Student Research Brief: Pain in Pediatric Sickle Cell Disease: Daily Behavioral Prevention Strategies
- To characterize the clinically recommended prevention behaviors of limiting physical activity and rehydration (Meremikwu & Okomo, 2011) as well as families’ perception of their helpfulness and cultural acceptability.
- To identify temporal relationships between preventive behaviors and daily pain reports.
- To explore socio-demographic and psychosocial characteristics associated with children’s use of preventive behaviors and their perceived helpfulness and cultural acceptability.
Participants will include 45 children with SCD and their primary caregiver. Families are currently being recruited from the University of Mississippi Medical Center. Upon enrollment, children and caregivers complete questionnaires on usual pain, anxiety and depression, and quality of life.

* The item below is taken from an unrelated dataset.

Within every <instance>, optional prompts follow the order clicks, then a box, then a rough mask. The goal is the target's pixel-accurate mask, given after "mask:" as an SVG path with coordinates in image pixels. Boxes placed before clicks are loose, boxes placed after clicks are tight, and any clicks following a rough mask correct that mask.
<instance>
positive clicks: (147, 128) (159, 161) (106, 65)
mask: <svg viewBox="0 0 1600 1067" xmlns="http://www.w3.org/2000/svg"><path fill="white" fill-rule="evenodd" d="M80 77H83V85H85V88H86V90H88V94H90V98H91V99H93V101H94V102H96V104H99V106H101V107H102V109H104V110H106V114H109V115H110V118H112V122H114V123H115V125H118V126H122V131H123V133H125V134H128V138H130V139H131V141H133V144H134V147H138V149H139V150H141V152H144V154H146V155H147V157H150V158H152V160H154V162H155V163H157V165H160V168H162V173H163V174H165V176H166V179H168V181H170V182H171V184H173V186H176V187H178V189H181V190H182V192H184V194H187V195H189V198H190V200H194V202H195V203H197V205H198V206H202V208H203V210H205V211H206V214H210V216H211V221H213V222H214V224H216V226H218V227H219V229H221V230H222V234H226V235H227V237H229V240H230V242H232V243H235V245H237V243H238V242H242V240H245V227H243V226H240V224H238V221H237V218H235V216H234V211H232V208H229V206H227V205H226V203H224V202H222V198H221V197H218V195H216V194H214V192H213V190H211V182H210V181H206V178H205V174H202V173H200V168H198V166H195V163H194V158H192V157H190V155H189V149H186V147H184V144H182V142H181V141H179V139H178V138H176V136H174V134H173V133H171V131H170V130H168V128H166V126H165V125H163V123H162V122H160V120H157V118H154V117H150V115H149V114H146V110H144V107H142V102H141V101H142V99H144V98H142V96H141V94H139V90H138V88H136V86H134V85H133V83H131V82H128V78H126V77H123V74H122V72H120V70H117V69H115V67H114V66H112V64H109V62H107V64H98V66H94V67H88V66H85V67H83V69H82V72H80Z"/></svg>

There is currently limited research investigating home-based prevention behaviors for pediatric SCD pain. This research is important because it may identify modifiable target behaviors for future behavioral pain interventions that are acceptable to children with SCD and their families and that could prevent pain escalation and subsequent hospitalization.
Barakat, L. P., Simon, K., Schwartz, L. A., & Radcliffe, J. (2008). Correlates of pain-rating concordance for adolescents with sickle cell disease and their caregivers. Clinical Journal of Pain, 24(5) , 438-446.